Computer Science Across the Curriculum

How Bootstrap works with teachers, schools, and districts to provide CS and DS modules and professional development that can be integrated across subjects and within standards

Computer science (CS) and data science (DS) shouldn’t be limited to CS or DS classes, and should be based on rigorous research. Those are the clarion calls of Bootstrap, an organization that provides free, research-backed computer science and data science modules and paid professional development workshops to K-12 teachers for integration across a wide set of disciplines. 

The program was developed by a team with expertise in computing education, math education, computer science, and programming language design and implementation. The team co-designs the curriculum, pedagogy, programming languages, and software tools, continually refining them based on research and assessment. By building all of their own components, Bootstrap can create materials that support learning goals in a wide range of disciplines. The organization’s ability to bring computing and data science to where students already are, rather than assume students will come to a standalone course, is one reason why the program has been so effective in reaching girls, Black, and Latinx students.

In this interview, we spoke with Dr. Kathi Fisler, a Founder and Board Member at Bootstrap and Research Professor of Computer Science at Brown University to find out more about Bootstrap’s computer science and data science curriculum, why a mix-and-match strategy for partnering with teachers and districts is important, and why context matters when it comes to advancing equity in teaching and learning.

In K-12 education, we hear a lot about computer science education and coding. We generally hear comparatively less about data science education, one of the focus areas of your work at Bootstrap. In your words, what is data science? 

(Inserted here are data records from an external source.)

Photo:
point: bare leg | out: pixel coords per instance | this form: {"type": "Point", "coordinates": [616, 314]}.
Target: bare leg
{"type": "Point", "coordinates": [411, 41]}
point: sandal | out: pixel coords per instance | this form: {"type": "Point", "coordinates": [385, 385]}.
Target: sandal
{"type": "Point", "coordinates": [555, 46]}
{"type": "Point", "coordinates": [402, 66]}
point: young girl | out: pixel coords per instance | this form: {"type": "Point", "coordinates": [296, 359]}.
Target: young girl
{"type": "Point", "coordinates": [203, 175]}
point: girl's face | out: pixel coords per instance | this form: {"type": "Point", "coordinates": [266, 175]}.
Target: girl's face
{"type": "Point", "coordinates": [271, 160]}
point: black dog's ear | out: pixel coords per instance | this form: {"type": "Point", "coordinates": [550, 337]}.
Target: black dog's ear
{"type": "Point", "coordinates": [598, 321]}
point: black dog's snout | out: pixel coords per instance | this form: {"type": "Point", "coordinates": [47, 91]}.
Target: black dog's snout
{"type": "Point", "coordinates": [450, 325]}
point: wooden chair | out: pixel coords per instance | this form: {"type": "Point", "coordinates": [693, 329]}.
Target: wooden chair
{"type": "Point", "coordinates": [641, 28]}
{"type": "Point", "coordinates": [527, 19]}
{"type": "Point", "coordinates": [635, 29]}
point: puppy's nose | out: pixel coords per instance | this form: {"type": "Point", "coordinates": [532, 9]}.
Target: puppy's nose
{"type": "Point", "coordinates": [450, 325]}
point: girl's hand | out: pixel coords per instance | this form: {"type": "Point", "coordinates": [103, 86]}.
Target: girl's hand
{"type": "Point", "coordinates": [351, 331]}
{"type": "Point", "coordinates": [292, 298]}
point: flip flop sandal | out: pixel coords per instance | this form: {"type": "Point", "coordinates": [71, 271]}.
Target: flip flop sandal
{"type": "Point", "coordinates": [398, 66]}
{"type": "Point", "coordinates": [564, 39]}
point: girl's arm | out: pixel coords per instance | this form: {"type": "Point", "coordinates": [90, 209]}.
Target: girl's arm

Frankly, trying to define data science is as futile as trying to define “computational thinking.” Data science is a rich area with many possible emphases. Instead, we prefer to define a model of what belongs in data science. We believe that a strong and equitable data science curriculum combines four ingredients: domains of study, statistics & mathematics, computing, and civic responsibility. (See our blog post on this for more detail.)

Once you include domains of study, data science can fit into any discipline. But as it does so, it is important to bring in each of the other three domains, otherwise you miss key perspectives that underlie data science in practice.

Why is it so important that data science be a part of K-12 education? 

Data science belongs in K-12 education because our lives are increasingly influenced and impacted by data. For most students, data will be used to make decisions that impact themselves and their communities. For others, working with data will be part of their professions. It’s an essential modern literacy.

As we celebrate CS Ed Week, what do you wish that more people understood about computer science education? 

Computer science should not be defined by being able to write programs with conditionals, sequences, and explicit loops. Data science education centers none of these, for example, but still teaches core computational skills of decomposition, pattern recognition, abstraction, and programming. 

There also isn’t enough consideration of trustworthiness of computations in most K-12 efforts. Students are taught to create computational artifacts, but rarely to think about whether those artifacts can be trusted to do what we want them to do. Programs can have bad outcomes; the rise in calls to reign in automated-decision making systems attests to that. Shouldn’t we be building in habits of thinking about what an artifact should and shouldn’t do as students start to learn to write code? We do this in Bootstrap, but few other curricula do, and few CS standards call for this content either.

Is there something about the skill set taught through computer science or the approach that the discipline takes that makes it an important area of investment in making our society more equitable overall?

Putting computing in all schools won’t inherently make things more equitable. Not all curricula are equally strong, not all schools have the resources of teachers who know how to teach CS well, and so on. There’s no magic bullet in teaching CS. 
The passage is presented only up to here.